06/04/2026
“The body is adapting to the life it believes it is living.”
One of the biggest clinical shifts in my thinking over the years has been realizing that many symptoms are not random dysfunctions.
They are organized adaptations.
The body is constantly responding to the conditions it believes it is living inside.
Posture changes.
Breathing changes.
Movement changes.
Digestion changes.
Inflammatory signaling changes.
Muscle recruitment changes.
Hormonal prioritization changes.
And eventually the adaptation becomes so familiar that both the patient and practitioner stop recognizing it as adaptation at all.
It simply becomes:
“This is just how I am.”
I see this constantly in clinical practice.
People performing therapeutic exercises while breath-holding.
Yoga practitioners repeatedly reinforcing instability patterns while believing they are “healing.”
Highly functional professionals operating from chronic sympathetic activation so consistently that urgency has become identity.

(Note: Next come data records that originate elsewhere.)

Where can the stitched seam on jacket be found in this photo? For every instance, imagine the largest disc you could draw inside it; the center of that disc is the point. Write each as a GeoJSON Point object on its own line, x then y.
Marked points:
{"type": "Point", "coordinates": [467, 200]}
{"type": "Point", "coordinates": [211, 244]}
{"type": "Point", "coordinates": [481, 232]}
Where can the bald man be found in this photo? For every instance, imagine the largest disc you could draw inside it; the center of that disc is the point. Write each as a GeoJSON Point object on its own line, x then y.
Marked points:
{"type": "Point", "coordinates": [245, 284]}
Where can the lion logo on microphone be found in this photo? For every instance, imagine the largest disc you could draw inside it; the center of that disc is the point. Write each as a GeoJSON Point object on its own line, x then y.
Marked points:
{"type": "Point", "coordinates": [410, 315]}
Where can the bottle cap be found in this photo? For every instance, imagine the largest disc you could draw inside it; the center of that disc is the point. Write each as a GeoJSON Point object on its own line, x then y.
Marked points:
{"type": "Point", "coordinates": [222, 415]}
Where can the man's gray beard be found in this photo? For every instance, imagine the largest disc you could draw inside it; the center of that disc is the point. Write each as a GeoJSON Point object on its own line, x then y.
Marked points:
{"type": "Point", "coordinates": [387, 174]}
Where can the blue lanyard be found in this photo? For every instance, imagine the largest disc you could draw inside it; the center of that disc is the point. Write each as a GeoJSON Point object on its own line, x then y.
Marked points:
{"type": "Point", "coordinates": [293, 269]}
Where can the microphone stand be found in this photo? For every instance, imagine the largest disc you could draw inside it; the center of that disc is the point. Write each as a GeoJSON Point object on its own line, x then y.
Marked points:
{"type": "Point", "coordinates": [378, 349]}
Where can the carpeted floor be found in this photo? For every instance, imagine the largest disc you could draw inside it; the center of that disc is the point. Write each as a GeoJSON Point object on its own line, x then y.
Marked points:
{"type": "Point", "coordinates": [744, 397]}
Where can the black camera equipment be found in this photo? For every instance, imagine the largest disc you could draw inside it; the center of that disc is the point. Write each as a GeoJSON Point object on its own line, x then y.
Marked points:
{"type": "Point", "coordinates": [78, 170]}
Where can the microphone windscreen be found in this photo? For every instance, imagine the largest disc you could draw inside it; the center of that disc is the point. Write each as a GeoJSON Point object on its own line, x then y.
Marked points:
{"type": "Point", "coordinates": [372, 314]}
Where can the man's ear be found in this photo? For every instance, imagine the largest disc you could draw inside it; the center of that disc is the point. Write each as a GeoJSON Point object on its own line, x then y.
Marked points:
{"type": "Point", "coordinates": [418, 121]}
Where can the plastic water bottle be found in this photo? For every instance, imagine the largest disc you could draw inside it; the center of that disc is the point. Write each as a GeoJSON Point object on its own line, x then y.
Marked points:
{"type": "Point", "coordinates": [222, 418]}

Then downstream symptoms emerge:
pain,
fatigue,
gut dysfunction,
sleep disruption,
burnout,
anxiety,
inflammatory conditions,
chronic tension patterns.
But many interventions are still being applied mechanically rather than contextually.
The protocol may technically be correct.
But the nervous system state receiving the intervention is often never assessed.
And that matters.
Because the body is not simply responding to the intervention itself.
It is responding to the internal conditions under which the intervention is occurring.
That realization fundamentally changed how I view rehabilitation, movement, stress physiology, and behavior change itself.
The body is not a machine to force into compliance.
It is an adaptive system constantly organizing around the environment it perceives.
And I think healthcare dramatically underestimates the importance of that distinction.